The common bean is grown by more than 90% of small-scale farmers in Africa. Of all the seed types grown in East and Central Africa, the red-mottled types occupy the greatest area: 650,000 ha in Eastern Africa and 90,000 ha in Southern Africa. This is also the most important bean type sold and consumed in Uganda, Kenya, Tanzania, Burundi, Malawi, Zambia, and Mozambique, with a market share of about 22% in Eastern Africa.
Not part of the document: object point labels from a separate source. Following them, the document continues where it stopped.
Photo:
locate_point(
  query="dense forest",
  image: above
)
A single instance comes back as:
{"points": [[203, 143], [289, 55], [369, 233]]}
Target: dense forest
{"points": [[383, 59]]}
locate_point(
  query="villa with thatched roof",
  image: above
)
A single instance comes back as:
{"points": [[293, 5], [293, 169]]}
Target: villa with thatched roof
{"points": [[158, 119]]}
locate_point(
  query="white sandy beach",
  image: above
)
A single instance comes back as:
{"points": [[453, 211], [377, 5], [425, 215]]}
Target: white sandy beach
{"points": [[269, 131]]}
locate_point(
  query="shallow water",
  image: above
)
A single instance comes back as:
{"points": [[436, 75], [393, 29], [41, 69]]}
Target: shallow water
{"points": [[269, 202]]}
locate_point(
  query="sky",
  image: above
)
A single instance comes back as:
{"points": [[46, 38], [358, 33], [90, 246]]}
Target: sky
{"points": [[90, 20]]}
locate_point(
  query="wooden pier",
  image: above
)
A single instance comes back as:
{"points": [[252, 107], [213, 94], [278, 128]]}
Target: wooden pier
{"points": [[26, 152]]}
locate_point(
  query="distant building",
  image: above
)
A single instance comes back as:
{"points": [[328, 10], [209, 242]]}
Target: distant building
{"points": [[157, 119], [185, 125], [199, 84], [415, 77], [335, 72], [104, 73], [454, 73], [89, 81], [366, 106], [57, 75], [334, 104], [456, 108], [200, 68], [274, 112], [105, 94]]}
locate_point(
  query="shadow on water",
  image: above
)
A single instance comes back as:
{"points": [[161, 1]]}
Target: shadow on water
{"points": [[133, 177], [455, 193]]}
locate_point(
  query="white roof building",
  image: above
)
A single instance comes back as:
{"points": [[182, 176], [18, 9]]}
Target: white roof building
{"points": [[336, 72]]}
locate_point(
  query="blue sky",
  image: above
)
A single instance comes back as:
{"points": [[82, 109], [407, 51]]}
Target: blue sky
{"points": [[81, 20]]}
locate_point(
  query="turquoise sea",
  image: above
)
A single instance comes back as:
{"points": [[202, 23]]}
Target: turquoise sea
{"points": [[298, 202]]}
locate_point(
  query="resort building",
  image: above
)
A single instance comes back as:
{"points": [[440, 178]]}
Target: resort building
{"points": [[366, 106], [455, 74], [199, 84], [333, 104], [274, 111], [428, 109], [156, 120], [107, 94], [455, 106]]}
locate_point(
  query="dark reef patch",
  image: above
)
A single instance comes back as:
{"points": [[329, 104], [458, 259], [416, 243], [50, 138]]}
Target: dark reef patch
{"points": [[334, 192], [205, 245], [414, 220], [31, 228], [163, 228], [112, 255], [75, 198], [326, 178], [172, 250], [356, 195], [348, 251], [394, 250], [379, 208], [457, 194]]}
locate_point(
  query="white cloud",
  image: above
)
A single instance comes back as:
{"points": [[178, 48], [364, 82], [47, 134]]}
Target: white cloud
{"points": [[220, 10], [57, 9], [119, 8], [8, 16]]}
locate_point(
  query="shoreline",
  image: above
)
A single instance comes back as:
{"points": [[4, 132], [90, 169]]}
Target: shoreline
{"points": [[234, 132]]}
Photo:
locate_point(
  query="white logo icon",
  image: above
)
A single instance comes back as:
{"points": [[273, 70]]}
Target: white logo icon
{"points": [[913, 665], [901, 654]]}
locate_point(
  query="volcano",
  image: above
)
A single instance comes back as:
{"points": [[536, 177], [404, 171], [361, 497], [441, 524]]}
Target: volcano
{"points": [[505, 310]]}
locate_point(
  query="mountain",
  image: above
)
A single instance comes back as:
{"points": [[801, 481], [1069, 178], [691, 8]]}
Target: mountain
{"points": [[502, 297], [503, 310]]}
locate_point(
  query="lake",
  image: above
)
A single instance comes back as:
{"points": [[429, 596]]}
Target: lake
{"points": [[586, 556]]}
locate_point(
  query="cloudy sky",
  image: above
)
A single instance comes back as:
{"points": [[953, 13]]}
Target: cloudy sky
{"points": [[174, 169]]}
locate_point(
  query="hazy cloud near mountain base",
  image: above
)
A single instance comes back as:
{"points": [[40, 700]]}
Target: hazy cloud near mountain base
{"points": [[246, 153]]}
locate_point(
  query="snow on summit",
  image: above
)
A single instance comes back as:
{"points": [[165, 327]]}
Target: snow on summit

The breeding programme in Uganda is aimed at developing improved, marketable, red-mottled varieties with resistance to two or more biotic and abiotic constraints, and with acceptable agronomic and culinary qualities. In order to achieve this objective, breeding activities have been implemented under five major projects: hybridisation, evaluation of segregating populations and new introductions, multilocational yield trials, on-farm testing, and maintenance breeding. Since 1995, eight varieties of bush beans and four climbing varieties have been released. Several others are in advanced stages and, currently, 10 bush and five climbing varieties are being tested on-farm. There have been high demand and adoption of these new varieties, thereby contributing to household food security, protein availability, and income. However, it has been observed that the selection criterion used by farmers is different from that used by breeders. There is now a need to involve farmers at the very early stage of selection through participatory plant breeding so as to accelerate the adoption process.